Les mouvements #MeToo et #BalanceTonPorc ont beau être passés par là, cela n'empêche que les Françaises interrogées ont parfois du mal à identifier comme telle une situation de harcèlement sexuel : seules 22% partagent cette impression (dont à peine 4% à plusieurs reprises), soit une proportion qui n'a pas progressé de manière significative en quatre ans (20% en janvier 2014). "L'écart entre cet indicateur subjectif (où l'on demande aux femmes si elles ont déjà subi une situation de harcèlement présentée comme telle) et le premier indicateur calculant objectivement la proportion de victimes de différentes situations (sans leur préciser qu'il s'agit de harcèlement) est le signe d'une méconnaissance de ce qui relève juridiquement ou non du harcèlement sexuel", note l'Ifop.

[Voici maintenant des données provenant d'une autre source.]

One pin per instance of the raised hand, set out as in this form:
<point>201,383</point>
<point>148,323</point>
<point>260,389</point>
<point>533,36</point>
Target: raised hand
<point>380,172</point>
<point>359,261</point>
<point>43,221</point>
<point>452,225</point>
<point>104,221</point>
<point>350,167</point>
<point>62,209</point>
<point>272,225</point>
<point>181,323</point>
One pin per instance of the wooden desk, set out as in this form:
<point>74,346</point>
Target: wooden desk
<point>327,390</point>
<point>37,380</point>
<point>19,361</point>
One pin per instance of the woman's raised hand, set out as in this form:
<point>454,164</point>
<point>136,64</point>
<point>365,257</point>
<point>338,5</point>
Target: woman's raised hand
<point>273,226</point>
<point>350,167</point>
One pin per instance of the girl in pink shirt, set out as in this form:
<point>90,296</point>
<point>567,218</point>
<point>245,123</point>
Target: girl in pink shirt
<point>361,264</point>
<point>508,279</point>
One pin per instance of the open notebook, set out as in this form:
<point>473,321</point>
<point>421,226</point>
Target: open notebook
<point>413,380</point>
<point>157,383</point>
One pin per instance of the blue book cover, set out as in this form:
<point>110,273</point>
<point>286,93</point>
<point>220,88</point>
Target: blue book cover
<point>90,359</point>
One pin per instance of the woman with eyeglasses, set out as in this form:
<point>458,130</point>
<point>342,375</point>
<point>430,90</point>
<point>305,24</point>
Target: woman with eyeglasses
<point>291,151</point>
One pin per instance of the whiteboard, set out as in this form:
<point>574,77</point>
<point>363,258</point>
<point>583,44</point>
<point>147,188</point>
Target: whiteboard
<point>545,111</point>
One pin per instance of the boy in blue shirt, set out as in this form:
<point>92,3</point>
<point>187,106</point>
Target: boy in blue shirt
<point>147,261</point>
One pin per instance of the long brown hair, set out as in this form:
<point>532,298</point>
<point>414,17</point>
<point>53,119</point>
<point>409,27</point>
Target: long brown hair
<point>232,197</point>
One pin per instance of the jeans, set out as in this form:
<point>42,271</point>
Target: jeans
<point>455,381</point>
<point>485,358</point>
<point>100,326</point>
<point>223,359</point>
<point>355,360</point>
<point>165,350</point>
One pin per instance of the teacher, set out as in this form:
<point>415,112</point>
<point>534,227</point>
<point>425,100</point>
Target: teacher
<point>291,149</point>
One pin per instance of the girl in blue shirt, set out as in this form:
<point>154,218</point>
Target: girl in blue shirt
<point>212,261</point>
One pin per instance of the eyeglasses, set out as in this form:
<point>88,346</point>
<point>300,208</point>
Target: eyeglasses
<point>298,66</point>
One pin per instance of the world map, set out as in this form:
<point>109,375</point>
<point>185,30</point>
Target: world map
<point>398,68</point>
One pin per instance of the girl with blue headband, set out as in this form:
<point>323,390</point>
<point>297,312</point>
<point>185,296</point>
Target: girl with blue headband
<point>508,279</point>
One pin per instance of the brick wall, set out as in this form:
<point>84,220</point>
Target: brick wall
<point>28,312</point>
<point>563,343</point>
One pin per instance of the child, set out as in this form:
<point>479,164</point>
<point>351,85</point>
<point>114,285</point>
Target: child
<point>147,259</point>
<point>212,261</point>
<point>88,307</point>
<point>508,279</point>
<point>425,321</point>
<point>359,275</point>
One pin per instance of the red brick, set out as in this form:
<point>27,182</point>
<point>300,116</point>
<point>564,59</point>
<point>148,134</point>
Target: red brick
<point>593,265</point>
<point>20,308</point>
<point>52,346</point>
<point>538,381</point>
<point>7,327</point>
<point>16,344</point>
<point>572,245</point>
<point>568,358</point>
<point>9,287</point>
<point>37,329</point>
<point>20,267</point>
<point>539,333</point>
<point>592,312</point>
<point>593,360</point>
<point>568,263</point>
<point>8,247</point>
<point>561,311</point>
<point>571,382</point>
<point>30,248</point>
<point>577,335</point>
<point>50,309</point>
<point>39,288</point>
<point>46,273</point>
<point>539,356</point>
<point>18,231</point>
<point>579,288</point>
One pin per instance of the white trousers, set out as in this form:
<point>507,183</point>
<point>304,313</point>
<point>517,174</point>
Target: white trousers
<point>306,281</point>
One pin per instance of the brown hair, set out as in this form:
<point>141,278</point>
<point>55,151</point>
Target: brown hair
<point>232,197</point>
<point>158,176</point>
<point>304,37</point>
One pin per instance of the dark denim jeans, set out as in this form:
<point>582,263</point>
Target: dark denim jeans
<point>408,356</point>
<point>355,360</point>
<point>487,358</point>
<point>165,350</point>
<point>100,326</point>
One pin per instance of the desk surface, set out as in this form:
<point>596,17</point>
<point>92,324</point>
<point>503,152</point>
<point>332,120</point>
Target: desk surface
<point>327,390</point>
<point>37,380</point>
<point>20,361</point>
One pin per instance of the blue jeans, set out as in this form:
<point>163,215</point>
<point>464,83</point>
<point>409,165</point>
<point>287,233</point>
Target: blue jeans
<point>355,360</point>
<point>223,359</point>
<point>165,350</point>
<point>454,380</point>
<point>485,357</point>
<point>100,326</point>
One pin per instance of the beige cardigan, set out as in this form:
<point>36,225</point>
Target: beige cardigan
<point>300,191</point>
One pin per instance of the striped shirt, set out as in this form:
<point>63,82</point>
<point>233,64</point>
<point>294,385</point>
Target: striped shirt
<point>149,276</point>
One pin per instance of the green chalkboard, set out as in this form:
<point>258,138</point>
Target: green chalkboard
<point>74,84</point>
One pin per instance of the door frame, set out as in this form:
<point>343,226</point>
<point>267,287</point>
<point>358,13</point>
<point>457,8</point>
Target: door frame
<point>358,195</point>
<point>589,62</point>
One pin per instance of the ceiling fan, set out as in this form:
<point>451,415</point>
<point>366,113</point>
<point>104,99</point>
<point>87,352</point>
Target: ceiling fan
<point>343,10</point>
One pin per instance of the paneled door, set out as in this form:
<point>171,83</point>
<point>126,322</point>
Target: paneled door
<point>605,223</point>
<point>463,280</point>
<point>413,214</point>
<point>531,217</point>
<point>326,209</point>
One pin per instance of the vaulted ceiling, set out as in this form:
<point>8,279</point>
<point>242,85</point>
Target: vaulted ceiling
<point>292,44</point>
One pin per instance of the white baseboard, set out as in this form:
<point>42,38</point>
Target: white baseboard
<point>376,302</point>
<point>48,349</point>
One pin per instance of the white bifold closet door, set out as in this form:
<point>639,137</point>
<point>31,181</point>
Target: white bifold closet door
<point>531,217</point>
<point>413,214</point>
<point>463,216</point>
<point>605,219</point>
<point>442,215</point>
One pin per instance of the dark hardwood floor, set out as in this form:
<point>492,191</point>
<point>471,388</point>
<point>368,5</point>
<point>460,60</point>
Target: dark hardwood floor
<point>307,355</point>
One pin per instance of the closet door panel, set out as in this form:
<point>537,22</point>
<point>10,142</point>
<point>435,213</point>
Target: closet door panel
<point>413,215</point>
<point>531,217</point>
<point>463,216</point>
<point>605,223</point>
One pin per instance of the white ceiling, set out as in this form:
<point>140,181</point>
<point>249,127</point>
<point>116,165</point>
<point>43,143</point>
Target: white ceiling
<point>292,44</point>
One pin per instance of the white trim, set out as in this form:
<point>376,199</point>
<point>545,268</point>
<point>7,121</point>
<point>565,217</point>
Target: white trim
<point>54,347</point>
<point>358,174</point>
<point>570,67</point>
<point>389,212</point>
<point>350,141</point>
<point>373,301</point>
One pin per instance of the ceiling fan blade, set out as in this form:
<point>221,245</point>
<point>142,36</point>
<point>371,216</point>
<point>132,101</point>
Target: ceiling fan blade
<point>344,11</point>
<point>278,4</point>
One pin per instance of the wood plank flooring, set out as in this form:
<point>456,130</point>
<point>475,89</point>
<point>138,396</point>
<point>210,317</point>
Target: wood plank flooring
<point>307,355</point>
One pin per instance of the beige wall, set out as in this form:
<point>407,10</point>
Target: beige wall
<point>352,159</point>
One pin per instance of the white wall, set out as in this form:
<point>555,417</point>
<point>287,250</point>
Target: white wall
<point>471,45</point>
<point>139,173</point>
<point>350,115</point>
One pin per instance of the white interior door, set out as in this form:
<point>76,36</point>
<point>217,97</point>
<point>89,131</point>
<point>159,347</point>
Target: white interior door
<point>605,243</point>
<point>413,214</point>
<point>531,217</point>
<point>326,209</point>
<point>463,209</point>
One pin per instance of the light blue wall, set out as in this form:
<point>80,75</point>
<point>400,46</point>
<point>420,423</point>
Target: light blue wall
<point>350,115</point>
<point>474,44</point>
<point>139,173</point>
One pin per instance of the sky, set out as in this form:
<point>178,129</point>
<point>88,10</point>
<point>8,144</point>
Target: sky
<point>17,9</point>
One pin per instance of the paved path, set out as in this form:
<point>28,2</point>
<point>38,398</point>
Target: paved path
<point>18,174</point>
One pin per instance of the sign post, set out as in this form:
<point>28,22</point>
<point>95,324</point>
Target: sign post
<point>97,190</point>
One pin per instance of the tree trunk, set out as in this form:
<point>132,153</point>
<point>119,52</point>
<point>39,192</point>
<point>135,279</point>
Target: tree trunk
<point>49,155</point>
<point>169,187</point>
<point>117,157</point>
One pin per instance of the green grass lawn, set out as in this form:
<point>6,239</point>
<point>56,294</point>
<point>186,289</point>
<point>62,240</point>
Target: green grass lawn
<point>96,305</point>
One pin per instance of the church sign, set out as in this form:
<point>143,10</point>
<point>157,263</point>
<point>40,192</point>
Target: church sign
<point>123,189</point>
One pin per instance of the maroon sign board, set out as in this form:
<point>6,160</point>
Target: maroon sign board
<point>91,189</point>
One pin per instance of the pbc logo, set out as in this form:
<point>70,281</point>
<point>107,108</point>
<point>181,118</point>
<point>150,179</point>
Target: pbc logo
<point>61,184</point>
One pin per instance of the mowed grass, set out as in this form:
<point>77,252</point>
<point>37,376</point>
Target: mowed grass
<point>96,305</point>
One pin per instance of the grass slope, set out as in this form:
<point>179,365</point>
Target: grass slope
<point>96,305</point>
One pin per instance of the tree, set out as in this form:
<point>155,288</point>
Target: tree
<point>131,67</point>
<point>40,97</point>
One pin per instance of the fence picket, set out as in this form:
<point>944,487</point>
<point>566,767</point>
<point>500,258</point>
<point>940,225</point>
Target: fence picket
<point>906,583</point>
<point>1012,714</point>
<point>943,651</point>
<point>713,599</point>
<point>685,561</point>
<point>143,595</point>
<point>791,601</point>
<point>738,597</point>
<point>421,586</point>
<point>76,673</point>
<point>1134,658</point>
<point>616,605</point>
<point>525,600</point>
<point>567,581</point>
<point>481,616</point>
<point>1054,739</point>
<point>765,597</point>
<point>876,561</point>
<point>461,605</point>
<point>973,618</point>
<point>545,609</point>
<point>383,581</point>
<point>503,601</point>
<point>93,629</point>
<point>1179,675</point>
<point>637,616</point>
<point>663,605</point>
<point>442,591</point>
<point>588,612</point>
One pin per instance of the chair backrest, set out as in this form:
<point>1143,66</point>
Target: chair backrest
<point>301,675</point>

Enfin, l'institut de sondage dresse le portrait-robot des harceleurs qui tord le cou aux idées reçues. Alors que l'on pourrait aisément croire que ce sont les supérieurs hiérarchiques qui, abusant de leur position d'autorité, se permettent des paroles et des comportements répréhensibles, ce sont en fait les collègues, clients ou fournisseurs qui grossissent les rangs des harceleurs sexuels au travail.